While Sonar and similar systems have been used for marine navigation for a long time, continuous monitoring is still crucial. Furthermore, these systems lack the required accuracy and efficiency to mitigate these challenges effectively.
2. Fully Autonomous Electric Container Ship
Kongsberg and Yara International, a Norwegian company, have worked hard to put an autonomous electric container ship into service since 2017. The Yara Birkeland Autonomous Ship Project is expected to span 12 nautical miles and three ports in southern Norway.

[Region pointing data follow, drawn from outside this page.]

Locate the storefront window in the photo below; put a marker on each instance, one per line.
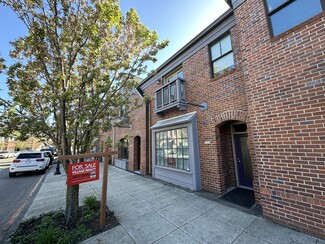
(172, 149)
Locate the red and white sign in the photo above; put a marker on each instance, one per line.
(83, 172)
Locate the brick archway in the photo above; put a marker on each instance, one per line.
(229, 115)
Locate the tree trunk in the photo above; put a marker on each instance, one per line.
(72, 196)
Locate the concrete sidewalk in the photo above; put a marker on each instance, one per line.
(150, 211)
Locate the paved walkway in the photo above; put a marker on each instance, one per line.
(150, 211)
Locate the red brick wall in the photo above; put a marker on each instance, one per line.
(137, 121)
(286, 99)
(225, 94)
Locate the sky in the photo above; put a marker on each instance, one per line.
(179, 21)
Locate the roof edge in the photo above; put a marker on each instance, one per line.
(215, 23)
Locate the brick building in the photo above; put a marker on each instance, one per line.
(128, 136)
(242, 106)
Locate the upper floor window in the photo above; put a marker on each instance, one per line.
(173, 76)
(285, 14)
(222, 55)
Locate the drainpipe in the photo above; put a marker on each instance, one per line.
(148, 136)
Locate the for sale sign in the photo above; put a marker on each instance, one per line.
(83, 172)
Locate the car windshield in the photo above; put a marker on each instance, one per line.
(29, 155)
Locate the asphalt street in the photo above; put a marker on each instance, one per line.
(16, 195)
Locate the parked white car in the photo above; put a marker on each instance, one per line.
(29, 161)
(6, 154)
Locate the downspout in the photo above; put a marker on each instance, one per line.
(149, 161)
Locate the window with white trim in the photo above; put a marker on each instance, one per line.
(222, 55)
(286, 14)
(173, 76)
(172, 148)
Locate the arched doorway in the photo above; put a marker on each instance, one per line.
(137, 153)
(235, 163)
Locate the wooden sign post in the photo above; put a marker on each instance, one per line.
(106, 154)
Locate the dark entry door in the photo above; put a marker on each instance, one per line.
(137, 153)
(243, 159)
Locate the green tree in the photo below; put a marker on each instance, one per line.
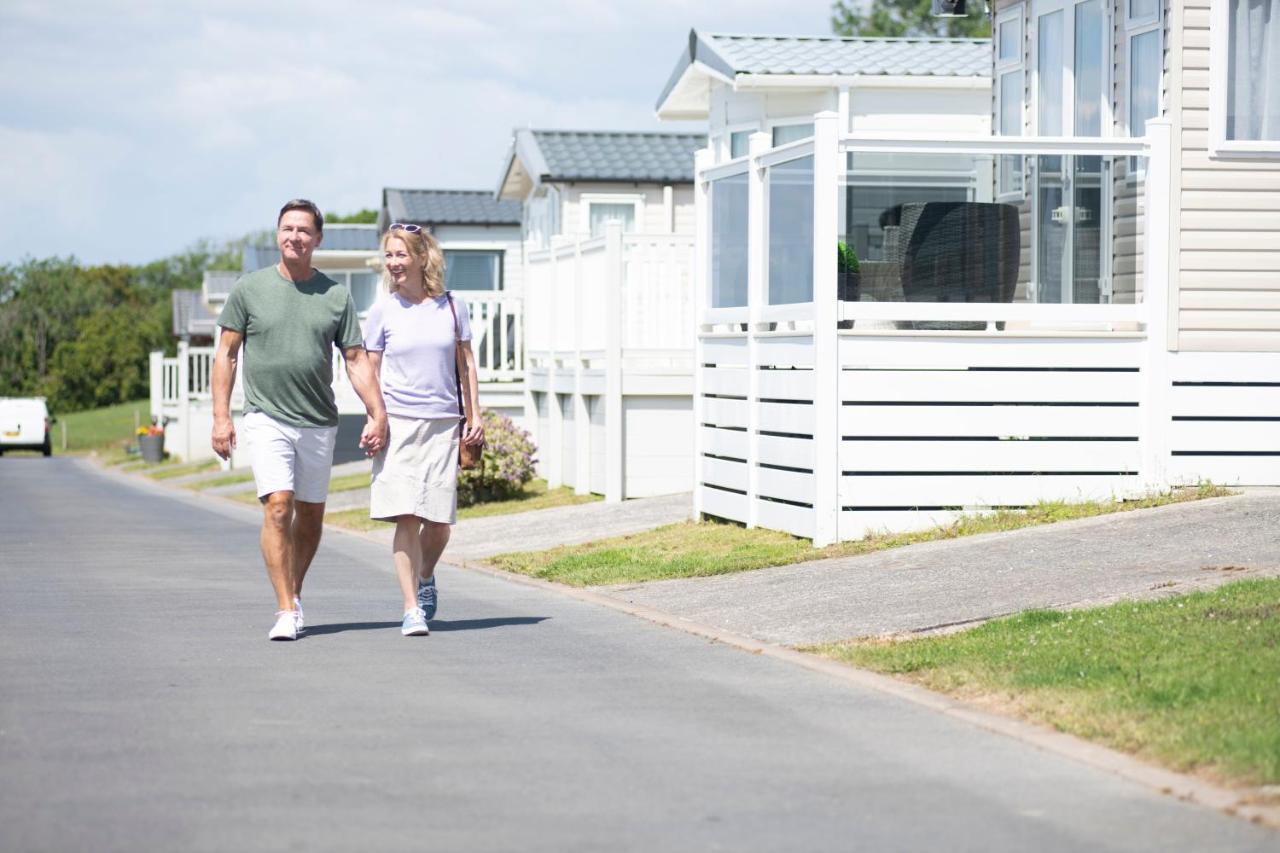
(108, 360)
(897, 18)
(365, 217)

The ship features sensors such as infrared cameras, LIDAR, and radar to gather positional data that gets fed to the automation algorithms. This helps maneuver and position the ship automatically. The ship is also equipped with an automated mooring system that makes it possible to berth and unberth even without human intervention.

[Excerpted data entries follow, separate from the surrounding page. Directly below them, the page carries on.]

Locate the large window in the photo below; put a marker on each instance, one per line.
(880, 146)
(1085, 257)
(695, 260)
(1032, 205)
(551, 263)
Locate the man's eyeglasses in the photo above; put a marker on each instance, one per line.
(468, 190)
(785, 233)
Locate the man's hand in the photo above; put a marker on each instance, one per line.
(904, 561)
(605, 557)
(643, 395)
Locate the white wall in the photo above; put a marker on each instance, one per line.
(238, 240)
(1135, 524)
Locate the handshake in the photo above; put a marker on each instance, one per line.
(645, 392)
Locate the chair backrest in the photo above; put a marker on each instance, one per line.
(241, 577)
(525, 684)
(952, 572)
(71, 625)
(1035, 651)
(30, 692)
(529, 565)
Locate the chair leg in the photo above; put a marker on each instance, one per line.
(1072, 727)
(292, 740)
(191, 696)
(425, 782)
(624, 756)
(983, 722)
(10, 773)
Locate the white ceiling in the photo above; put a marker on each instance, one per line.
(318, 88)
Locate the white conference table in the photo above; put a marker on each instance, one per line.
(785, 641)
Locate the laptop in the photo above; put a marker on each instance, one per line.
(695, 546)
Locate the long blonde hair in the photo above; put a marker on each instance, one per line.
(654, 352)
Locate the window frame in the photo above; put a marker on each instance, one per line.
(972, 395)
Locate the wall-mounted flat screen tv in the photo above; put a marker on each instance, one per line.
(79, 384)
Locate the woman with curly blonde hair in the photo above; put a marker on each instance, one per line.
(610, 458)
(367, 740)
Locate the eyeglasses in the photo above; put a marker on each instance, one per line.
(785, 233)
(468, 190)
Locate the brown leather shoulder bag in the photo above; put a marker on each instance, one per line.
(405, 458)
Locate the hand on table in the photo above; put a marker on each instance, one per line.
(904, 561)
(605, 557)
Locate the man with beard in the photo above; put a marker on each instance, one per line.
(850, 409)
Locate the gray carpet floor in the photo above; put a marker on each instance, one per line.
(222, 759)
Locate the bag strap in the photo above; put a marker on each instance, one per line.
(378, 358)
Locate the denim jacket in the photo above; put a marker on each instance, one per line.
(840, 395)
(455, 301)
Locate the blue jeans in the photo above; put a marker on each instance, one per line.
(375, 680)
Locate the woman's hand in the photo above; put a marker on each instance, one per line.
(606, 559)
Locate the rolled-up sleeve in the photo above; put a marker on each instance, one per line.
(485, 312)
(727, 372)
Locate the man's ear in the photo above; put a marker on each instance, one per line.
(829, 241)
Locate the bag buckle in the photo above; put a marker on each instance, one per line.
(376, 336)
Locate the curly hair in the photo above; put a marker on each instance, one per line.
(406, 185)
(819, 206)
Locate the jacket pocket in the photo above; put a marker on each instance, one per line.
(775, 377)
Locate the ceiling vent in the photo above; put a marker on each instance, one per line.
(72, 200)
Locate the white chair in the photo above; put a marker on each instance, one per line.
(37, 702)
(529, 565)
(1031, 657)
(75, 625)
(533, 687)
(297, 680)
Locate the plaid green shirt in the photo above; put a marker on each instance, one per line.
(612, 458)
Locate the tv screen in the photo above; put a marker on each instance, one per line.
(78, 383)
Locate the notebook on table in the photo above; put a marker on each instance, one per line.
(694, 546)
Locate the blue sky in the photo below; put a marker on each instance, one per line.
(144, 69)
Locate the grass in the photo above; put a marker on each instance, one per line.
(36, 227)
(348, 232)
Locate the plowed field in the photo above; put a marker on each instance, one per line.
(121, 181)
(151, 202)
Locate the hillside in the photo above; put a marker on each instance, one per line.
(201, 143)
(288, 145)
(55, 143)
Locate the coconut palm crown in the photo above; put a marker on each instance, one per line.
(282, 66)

Initially, the Yara Birkeland will have a crew but will shift to full autonomy little by little. Together with the route of the ship, operation centers will also be equipped for remote handling of emergencies and supporting the decision-making process of the onboard AI.
YARA uses approximately 100 diesel trucks daily for fertilizer transport on this particular route. They effectively remove about 40,000 trucks annually from the roads during the project. It is expected to contribute greatly to eliminating NOx and CO2 emissions, lessen congestion, improve road safety, and reduce noise pollution.
The project represents just one aspect of the broader effort of Kongsberg to integrate more autonomy into seafaring container vessels. The company has already crafted and presented auto-docking and auto-crossing technology.
Kongsberg worked with Wilhelmsen in 2018 to launch the joint venture named Massterly, developing land-based operations to monitor and control the autonomous ships of Norway.
3. Mayflower Autonomous Ship
The US-based marine exploration and research organization, Promare, commissioned a crewless ship across the Atlantic Ocean piloted by an AI captain powered by IBM. With solar power mainly propelling it, Mayflower Autonomous Ship (MAS) was intended to make a similar journey taken by the original Mayflower some 400 years ago.
During the transatlantic journey, this ship was meant to enter deep ocean waters with inaccessible cloud or satellite connectivity. All the data processing necessary for navigational and functioning assistance should also be available on the ship.
The AI captain of Mayflower can identify and detect buoys, ships, and other possible hazards. With the help of the onboard AIS or automatic identification system, Mayflower also has access to data about the cargo type, speed, weight, and class of the ships in front of it. This also accepts and interprets radio broadcast warnings from cargo ships.
4. Rolls Royce Powered Ferry Service
The collaborative efforts of the Finnish ferry operator Finferries and Rolls-Royce in 2018 have successfully shown the first-ever fully autonomous ferry in the world. The demonstration was carried out on the Parainen-Nauvo-route in an archipelago south of Turku City in Finland.
Falco is a double-ended car ferry measuring 53.8 meters that entered service in 1993 with Finferries. During its maiden autonomous voyage, 80 VIP guests were onboard, with Falco conducting the journey until completely autonomous control with the help of the Rolls-Royce Ship Intelligence technologies.
The Bottom Line
Could autonomous shipping be the future of the maritime industry? Frankly, it seems highly probable. Although there will undoubtedly be initial obstacles and difficulties to overcome, shipbuilding companies are projected to refine the technology and leverage its capabilities for short- and long-distance sea voyages.
The varying degrees of autonomy within the shipping industry holds great promise in reducing emissions, increasing efficiency, and enhancing safety. By relieving humans of the constant need to monitor and perform monotonous tasks. These advancements contribute to a greener, more streamlined, and safer maritime landscape.